Zellie, another friend, had a distinguished career in the human resources field — and clearly loved that work. But he found a new vocation in retirement that enlivened him: building a distinctive kind of house for bluebirds, which are an endangered species. He found his place of deep gladness in teaching others how to do the same.
Passion, zeal, joy and love — the distinctive signs of living our true calling from God.
Last month, I saw these same signs in some people right here in Dalton. As part of the Leadership Dalton program, I got to spend a morning at Westwood Elementary. There, I saw, firsthand, the work that the teachers are doing in literacy education. Boy, have things changed in the 50 (yikes!) years since I was in the primary grades! Gifted instructors are helping kids learn to read and write, as usual, but the way they do it, and the excitement I saw there — in both teachers and students — was breathtaking.
The kids were amazing — working independently and in small groups, helping each other read and write their own stories, even as early as kindergarten.
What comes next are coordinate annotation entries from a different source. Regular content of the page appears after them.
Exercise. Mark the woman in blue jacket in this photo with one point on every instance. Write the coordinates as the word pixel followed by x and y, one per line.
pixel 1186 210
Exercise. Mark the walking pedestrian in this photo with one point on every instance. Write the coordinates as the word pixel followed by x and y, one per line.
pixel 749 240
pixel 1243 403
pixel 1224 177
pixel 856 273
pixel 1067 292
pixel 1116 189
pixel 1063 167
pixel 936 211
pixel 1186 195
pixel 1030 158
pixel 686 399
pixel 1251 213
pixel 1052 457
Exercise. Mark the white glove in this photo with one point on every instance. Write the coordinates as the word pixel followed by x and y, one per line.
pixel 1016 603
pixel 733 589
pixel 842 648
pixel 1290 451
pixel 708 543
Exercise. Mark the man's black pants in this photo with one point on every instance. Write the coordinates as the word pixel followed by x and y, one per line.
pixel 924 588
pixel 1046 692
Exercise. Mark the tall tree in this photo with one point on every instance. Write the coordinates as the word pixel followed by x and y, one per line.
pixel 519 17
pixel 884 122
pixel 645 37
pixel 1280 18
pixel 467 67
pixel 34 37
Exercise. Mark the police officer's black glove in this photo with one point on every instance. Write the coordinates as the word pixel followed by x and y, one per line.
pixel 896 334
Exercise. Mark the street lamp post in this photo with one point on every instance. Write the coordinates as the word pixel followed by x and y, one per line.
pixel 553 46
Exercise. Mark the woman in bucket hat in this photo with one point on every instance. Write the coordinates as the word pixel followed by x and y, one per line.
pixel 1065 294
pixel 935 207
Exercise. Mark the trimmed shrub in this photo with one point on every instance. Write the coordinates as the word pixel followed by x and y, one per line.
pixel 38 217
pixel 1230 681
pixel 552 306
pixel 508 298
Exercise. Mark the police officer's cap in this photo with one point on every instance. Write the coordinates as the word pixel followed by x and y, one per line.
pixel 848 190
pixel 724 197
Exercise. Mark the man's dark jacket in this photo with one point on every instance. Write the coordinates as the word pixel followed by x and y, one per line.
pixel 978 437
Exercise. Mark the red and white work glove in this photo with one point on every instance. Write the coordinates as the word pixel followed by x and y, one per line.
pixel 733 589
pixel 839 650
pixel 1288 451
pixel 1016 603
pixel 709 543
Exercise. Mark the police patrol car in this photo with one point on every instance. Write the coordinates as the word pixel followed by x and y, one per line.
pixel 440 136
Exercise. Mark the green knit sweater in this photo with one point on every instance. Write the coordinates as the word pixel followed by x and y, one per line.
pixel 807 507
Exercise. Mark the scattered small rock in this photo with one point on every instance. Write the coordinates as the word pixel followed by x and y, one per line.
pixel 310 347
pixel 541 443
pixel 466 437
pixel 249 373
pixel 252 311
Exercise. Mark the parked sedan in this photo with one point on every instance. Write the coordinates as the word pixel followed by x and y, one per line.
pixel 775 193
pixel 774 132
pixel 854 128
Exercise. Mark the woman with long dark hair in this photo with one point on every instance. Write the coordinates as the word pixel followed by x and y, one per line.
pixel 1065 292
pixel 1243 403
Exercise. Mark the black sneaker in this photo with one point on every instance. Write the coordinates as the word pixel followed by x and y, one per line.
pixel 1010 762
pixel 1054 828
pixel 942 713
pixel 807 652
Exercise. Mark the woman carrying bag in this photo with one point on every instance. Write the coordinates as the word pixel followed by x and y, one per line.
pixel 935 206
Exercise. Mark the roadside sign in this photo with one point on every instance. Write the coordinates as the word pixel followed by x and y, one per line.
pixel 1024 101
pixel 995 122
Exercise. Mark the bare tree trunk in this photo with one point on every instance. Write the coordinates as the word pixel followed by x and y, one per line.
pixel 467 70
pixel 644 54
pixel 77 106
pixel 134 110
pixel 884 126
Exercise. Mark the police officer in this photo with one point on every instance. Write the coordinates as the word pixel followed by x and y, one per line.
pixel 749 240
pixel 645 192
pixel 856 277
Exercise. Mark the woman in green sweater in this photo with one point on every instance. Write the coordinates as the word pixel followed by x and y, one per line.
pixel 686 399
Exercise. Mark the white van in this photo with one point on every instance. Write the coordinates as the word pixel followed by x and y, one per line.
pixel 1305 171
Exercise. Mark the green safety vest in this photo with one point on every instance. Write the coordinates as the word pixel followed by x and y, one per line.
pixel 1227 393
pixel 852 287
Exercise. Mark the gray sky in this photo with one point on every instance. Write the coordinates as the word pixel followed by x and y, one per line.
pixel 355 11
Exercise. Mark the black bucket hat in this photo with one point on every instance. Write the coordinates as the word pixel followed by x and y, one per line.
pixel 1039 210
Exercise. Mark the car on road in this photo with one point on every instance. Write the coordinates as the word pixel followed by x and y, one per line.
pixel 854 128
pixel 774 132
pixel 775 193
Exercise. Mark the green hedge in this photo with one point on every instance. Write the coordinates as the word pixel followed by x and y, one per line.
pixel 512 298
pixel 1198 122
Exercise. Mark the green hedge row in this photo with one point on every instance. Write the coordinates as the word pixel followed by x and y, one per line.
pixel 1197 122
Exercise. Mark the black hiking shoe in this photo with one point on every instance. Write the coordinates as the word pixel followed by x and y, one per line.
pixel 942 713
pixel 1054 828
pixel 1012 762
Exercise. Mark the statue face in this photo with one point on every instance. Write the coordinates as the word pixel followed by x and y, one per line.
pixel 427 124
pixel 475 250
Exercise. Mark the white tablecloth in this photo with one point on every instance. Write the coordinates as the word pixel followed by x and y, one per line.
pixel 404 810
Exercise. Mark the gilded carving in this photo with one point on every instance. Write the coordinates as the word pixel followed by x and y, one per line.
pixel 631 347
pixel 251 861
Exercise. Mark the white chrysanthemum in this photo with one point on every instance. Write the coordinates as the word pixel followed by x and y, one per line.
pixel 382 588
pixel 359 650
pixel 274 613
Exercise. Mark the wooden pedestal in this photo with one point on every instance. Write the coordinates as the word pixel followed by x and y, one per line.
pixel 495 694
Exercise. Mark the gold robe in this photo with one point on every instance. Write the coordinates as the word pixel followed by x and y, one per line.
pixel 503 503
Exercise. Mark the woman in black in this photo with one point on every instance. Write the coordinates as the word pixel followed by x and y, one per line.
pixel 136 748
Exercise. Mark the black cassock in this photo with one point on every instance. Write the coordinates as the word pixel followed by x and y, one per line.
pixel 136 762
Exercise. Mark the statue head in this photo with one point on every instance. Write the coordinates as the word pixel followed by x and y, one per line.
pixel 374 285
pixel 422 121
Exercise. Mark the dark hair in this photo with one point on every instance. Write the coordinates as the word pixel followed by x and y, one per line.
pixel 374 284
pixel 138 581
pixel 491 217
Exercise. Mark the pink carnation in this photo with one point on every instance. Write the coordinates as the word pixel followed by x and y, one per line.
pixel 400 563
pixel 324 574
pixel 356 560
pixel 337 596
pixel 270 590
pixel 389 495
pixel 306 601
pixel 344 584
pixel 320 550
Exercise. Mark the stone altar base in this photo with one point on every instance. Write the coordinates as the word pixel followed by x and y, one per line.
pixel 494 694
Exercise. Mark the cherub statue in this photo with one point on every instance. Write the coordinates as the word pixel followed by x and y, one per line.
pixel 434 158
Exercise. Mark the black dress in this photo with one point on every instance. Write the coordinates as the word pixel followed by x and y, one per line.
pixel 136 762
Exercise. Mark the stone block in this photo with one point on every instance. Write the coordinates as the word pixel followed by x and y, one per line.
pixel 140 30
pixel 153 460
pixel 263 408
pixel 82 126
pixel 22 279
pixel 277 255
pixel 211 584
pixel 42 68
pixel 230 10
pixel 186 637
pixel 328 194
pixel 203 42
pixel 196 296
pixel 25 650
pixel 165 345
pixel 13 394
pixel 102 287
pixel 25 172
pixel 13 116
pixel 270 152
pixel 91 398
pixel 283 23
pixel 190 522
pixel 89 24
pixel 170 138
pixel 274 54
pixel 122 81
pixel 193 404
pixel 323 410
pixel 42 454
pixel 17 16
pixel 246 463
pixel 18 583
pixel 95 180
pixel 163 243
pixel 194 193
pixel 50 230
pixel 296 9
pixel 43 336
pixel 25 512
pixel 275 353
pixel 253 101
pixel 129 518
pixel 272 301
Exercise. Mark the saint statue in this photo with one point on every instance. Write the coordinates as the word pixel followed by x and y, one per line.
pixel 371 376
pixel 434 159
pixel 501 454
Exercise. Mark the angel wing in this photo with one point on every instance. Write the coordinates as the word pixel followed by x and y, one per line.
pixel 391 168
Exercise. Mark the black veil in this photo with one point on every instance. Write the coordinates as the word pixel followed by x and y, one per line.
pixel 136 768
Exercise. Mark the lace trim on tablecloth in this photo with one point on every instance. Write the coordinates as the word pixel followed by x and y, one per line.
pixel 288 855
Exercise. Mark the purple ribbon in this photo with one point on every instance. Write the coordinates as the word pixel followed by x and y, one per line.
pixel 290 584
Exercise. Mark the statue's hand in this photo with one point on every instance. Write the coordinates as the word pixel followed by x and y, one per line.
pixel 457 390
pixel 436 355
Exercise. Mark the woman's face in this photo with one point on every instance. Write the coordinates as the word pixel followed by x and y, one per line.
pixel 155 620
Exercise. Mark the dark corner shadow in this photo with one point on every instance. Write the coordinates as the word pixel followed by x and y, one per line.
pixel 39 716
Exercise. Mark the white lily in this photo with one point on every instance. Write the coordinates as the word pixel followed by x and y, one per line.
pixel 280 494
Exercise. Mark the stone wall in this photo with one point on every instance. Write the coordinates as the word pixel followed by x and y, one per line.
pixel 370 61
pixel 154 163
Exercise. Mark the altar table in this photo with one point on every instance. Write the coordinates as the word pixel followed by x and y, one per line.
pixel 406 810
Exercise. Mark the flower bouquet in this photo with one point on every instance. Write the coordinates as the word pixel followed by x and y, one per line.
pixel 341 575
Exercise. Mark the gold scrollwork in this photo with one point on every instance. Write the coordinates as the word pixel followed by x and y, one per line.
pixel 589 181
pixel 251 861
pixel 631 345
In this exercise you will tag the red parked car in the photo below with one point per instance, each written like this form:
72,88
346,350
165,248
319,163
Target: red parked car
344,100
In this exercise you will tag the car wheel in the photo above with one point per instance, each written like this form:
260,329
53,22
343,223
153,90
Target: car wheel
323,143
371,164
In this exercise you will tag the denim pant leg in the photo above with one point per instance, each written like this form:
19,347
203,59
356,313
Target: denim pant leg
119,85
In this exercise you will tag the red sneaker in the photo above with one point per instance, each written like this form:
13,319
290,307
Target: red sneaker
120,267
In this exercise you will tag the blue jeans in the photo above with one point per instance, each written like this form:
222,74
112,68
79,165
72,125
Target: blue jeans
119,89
But what inspired me most was the passion of the teachers. From that kindergarten teacher right up to Angela, the principal, they are all involved in helping kids to read and write with comprehension. Even the smallest move forward in those kids brings cheers and tears to their eyes. They understand that the world’s great need is for people who can read with understanding — folks who can listen deeply, then communicate what they think, feel and know, in return. What a blessing it was to be in the presence of so many who know where their deep gladness is found — and choose to share that calling to meet the world’s great need.
Many of us are searching for new ways of being in these times that are changing so rapidly. Many of us are wondering why we are here and for what need, great or small, God has called us. Where we might look is in the places in our lives where we feel deep joy, and in those activities that charge us up with passion, fill us with love for each other and answer a real need. There is found a pathway to our true calling, and to the life that God desires for us and for the good of the whole world.
The Rev. Patricia M. Grace is rector of St. Mark’s Episcopal Church in Dalton.